Glycogen is stored in the liver and muscles for future energy needs. Glycogen can then be converted into sugar (glucose). Glucose is used as a readily available source of energy during fasting or exercise. The debranching enzyme has two active (catalytic) sites called amylo-1,6-glucosidase and 4-alpha-glucanotransferase. Both sites on the enzyme are together with the phosphorylase and phosphorylase kinase enzymes (impaired in GSD types VI and IX, respectively) responsible for breaking down glycogen to raise the blood sugar concentration.

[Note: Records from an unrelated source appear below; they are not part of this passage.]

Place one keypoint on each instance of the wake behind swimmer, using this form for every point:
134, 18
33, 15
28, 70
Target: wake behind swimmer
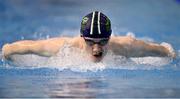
95, 40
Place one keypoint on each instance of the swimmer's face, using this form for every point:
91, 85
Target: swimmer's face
97, 47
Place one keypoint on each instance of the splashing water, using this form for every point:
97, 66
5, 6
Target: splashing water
77, 60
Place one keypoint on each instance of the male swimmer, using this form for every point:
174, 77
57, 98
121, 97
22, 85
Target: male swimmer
95, 39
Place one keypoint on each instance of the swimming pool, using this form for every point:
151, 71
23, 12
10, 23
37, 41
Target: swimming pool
69, 74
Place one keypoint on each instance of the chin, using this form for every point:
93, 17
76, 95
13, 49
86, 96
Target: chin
96, 58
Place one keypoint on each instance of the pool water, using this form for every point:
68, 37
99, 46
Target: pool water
71, 75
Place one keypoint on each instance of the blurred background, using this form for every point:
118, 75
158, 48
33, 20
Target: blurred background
40, 19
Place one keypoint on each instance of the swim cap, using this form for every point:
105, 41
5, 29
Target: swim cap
96, 25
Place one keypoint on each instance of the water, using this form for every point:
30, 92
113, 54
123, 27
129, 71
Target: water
65, 75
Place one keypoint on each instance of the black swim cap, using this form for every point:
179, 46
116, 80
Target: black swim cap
96, 25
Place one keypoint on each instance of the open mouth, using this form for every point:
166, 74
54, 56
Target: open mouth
98, 54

Without normal debranching enzyme function, two changes take place. If glycogen can only be broken down partially, an insufficient amount of energy/glucose can be produced. The structure that is left, resembling a molecule called a “limit dextrin”, is excessively stored in liver, and (skeletal and cardiac) muscle tissues.

Inheritance/genetics

GSD-III is a genetic disorder characterized by variable liver, cardiac muscle and skeletal muscle abnormalities. Symptoms are associated with abnormalities in the AGL gene, causing deficiency of the glycogen debranching enzyme. GSD-III is inherited as an autosomal recessive trait.

Recessive genetic disorders occur when an individual inherits two copies of an altered gene for the same trait, one from each parent. If an individual inherits one normal gene and one gene for the disease, the person will be a carrier for the disease but usually will not show symptoms. The risk for two carrier parents to both pass the altered gene and have an affected child is 25% with each pregnancy. The risk to have a child who is a carrier like the parents is 50% with each pregnancy. The chance for a child to receive normal genes from both parents is 25%. The risk is the same for males and females.

All individuals carry mutations/variants in ± 4-5 genes. Parents who are close relatives (consanguineous) or who originate from closed communities have a higher chance than unrelated parents to both carry the same abnormal gene, which increases the risk to have children with a recessive genetic disorder.